Yue Fei
2025
AutoEvolve: Automatically Evolving Queries for Applicable and Scalable Retrieval-Augmented Generation Benchmarking
Ding-Chu Zhang
|
Xiaowen Zhang
|
Yue Fei
|
Renjun Hu
|
Xiao-Wen Yang
|
Zhi Zhou
|
Baixuan Li
|
Yu-Feng Li
|
Xing Shi
|
Wei Lin
Findings of the Association for Computational Linguistics: EMNLP 2025
Retrieval-augmented generation (RAG) enables large language models (LLMs) to address queries beyond their internal knowledge by integrating domain knowledge in specialized corpus, which necessitates the generation of benchmarks on specific corpus to evaluate RAG systems. However, existing automated generation methods exhibit Weak Applicability and Weak Scalability. Weak Applicability refers to the reliance on metadata from specific corpora for query generation, constraining applicability to other corpora.
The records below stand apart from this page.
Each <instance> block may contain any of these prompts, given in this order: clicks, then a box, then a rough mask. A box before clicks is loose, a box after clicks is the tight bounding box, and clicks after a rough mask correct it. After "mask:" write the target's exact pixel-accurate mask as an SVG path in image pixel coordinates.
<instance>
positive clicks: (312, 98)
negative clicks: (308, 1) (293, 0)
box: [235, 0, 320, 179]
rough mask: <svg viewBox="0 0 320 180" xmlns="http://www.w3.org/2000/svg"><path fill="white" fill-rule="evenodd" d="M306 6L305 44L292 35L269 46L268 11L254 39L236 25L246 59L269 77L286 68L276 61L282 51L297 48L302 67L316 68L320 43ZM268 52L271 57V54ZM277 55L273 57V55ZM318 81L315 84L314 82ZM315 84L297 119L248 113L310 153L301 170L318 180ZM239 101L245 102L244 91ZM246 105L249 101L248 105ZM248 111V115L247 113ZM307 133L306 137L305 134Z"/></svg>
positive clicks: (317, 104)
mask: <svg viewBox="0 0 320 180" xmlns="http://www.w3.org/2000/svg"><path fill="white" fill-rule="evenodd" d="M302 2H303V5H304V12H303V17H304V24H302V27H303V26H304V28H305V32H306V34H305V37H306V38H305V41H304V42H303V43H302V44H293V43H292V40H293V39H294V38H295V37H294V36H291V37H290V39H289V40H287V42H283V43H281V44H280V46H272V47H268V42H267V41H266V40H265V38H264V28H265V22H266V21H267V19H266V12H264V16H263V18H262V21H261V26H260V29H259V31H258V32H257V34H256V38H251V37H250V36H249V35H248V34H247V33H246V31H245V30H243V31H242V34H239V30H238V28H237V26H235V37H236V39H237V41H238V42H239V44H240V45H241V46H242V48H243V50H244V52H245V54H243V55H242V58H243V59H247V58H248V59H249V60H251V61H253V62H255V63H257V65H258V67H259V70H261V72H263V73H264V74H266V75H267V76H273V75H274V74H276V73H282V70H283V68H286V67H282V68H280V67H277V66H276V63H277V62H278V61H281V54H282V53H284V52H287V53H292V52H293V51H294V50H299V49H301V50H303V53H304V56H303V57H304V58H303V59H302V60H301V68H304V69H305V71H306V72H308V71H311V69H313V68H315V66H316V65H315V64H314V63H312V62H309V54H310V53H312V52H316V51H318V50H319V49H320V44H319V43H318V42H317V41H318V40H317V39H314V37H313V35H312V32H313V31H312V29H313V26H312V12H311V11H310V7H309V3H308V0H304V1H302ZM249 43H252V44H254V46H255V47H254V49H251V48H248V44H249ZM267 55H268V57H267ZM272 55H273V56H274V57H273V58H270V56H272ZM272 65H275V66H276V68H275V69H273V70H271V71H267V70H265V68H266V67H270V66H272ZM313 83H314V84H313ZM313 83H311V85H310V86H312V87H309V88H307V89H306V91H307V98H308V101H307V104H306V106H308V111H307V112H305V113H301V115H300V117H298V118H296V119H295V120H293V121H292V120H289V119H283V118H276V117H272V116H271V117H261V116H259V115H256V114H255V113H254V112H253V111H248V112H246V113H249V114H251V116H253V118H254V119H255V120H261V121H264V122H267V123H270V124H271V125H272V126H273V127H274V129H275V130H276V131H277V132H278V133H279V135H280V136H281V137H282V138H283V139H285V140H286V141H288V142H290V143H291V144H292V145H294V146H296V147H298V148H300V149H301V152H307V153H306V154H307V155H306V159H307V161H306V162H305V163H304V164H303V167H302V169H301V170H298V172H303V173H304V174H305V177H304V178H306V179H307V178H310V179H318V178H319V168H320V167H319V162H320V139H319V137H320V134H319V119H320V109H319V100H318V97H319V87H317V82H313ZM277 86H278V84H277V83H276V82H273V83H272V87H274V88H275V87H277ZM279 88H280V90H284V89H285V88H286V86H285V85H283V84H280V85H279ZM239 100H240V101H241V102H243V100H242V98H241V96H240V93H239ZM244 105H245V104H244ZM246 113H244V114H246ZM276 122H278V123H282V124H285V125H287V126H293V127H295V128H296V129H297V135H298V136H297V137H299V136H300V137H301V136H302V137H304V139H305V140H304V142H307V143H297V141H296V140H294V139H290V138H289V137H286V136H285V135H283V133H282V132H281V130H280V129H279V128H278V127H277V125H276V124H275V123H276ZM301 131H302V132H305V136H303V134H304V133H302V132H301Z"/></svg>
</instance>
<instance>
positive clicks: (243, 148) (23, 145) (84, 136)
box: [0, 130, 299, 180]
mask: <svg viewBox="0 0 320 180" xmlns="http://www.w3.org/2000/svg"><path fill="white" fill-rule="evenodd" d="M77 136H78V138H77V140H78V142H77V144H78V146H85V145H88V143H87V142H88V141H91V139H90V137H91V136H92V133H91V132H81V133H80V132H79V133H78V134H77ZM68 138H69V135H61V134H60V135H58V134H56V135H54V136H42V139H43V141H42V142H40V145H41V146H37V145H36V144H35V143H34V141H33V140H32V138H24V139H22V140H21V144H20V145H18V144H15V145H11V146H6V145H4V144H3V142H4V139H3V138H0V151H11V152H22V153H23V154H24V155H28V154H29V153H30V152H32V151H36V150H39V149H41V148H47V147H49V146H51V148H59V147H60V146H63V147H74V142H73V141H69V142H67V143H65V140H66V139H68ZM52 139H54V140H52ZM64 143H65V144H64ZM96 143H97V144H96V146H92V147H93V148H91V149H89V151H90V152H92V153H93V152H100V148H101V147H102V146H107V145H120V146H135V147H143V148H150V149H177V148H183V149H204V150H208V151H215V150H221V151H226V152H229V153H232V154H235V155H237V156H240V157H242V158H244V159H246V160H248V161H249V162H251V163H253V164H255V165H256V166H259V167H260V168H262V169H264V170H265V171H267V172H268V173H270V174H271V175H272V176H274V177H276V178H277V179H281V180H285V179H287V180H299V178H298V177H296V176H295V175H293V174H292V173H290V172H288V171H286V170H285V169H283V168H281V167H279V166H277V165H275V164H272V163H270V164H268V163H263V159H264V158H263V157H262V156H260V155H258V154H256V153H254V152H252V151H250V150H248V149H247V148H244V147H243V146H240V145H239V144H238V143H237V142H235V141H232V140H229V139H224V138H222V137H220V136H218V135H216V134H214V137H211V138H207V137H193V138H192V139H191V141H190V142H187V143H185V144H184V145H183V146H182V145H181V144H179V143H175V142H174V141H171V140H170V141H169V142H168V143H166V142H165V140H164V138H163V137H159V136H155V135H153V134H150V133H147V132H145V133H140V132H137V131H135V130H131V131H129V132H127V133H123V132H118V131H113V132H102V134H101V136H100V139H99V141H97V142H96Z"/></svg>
Weak Scalability is characterized by fixed query content after generation, unable to dynamically increase difficulty, limiting scalability of the query. To overcome these issues, we propose AutoEvolve, an applicable approach for dynamically evolving queries to construct scalable RAG benchmarks. Our approach is grounded in three key innovations: (i) a corpus-agnostic method for constructing the universal entity-document graph; (ii) a suite of evolution operations designed to dynamically update queries; and (iii) a difficulty-guided metric that directs query evolution process. Through experiments on three generated benchmarks, we demonstrate that AutoEvolve evolves queries that are significantly more challenging, paving the way for more applicable and scalable RAG evaluations.